David Schwartzman is a Policy Research Fellow at the California Policy Center.  He is a rising senior studying economics, mathematics, and finance at Hillsdale College.

This article was originally published by CityWatchLA.com

Comments

  1. Chinn Tutu says

    Too far gone under! Too late! Useless struggle! Unless…someone from any party can get ride of unions, cut back pensions, past, current and future! Can anyone? No? I thought so.

  2. Rottweiler says

    Waiting to amass enough money to live in a better more conducive retirement setting. These politicians are progressive nuts who could care less about anyone. Screw their philosophy “for the better good of all”, that is a crock.
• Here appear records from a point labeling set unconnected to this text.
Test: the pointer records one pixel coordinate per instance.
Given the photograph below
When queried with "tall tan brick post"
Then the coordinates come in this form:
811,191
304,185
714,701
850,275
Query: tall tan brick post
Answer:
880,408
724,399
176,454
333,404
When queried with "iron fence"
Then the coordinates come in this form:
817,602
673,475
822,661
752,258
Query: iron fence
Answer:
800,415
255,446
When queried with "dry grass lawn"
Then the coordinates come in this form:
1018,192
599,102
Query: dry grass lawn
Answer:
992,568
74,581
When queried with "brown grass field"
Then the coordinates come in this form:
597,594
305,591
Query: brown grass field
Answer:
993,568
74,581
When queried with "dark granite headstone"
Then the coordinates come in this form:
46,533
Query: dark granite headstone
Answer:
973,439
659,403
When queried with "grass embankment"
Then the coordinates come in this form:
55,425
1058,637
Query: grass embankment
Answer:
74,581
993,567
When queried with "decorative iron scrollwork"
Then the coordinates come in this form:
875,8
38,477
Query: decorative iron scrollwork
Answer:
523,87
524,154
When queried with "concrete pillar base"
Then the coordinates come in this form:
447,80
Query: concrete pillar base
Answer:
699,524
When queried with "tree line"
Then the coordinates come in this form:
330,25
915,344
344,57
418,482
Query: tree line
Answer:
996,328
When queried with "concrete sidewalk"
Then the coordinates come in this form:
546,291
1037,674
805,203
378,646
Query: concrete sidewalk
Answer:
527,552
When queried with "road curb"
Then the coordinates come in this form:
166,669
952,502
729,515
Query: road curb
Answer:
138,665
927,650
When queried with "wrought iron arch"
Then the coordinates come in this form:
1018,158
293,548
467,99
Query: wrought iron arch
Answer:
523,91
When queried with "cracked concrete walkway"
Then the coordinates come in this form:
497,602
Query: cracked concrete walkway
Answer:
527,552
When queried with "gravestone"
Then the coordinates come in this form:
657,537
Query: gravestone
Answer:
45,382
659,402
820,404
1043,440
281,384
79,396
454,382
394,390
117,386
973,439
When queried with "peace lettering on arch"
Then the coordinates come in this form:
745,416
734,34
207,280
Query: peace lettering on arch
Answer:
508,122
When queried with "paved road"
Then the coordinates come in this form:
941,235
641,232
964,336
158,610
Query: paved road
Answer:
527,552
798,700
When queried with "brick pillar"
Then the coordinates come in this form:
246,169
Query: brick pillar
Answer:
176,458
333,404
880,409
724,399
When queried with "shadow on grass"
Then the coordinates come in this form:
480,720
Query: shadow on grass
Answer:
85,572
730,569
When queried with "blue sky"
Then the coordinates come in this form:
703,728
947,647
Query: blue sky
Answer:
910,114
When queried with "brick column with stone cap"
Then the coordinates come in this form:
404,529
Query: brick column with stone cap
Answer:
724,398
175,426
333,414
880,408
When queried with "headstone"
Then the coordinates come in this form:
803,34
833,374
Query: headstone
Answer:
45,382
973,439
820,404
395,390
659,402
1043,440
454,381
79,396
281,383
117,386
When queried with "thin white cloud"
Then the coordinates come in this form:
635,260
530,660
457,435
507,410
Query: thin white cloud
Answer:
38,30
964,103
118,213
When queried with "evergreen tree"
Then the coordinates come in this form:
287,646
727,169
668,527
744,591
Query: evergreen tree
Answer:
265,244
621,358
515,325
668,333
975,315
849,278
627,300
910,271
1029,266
What ever is the better good for themselves that is the true meaning of these vacuous and corrupt individuals falling 100% into the Democrapic rule.

  3. David Rodden says

    California has become an extension of Venezuela…

  4. Patton'sGhost says

    San Jose looked like Tijuana”s poorest section when I was up there visiting 4 weeks ago…
    Thought this was the underlying reason, now this confirms it…

    The formerly Golden State….
    Sad…

  5. Bogiewheel says

    What do they mean by “government mismanagement”. These bottom feeders, that excelled in the California School System, are now showing us how great their educational level has prepared them for leadership.

  6. Pamela Bozanich says

    this started with Gray Davis and the Prison Guard union. They gave him a huge donation, he gave them an impossible retirement deal. Then the other state law enforcement got the same deal, then municipalities gave it to their workers. It’s been festering a long time.

  7. This article could be intended to educate the citizenry as to the financial conditions in all of our cities,counties and the state itself, however t’would have been better to call for a POX on those who sat on their ARSES and did nothing
    A few have been regailing against the wages, salaries and benefits of those working for the public. It is not too fr in the future when the pensioners further demands will bring California to its knees.
    Next time you meet a cit/county employee remember is is one of the elite we speak of as the 2 percenters.

  8. Victoria Smith says

    While I would agree that the collusion between government here in CA and the unions must be addressed, we also need to begin weening folks off the public dole, as well. Government pensions have gone off the rails, but so too has welfare and other social programs. All must be reined in. It would also serve to eliminate most, if not all non-government agencies, which are siphoning off millions, if not billions of taxpayer dollars, while further damaging our economy with their baseless regulations and other merit-less functions.

  9. retiredxlr8r says

    Public employee unions have killed the goose that lays the golden eggs. And, they really don’t care. Just like politicians they will kick their problems down the road and let the next generation pay for their irresponsibility.
    Hey! I’ve said it more than once, public employee unions are unethical, therefor illegal. and most of all they are just immoral.
    And, our state legislators are the most incompetent people ever, to them it is all about welfare, entitlements, and buying votes for the next elections, their philosophy seems to be “screw the next generation, I’m living the good life today!”

  10. Our house is on the market, and has already received two offers.

    We’ll be out of here the third week of August!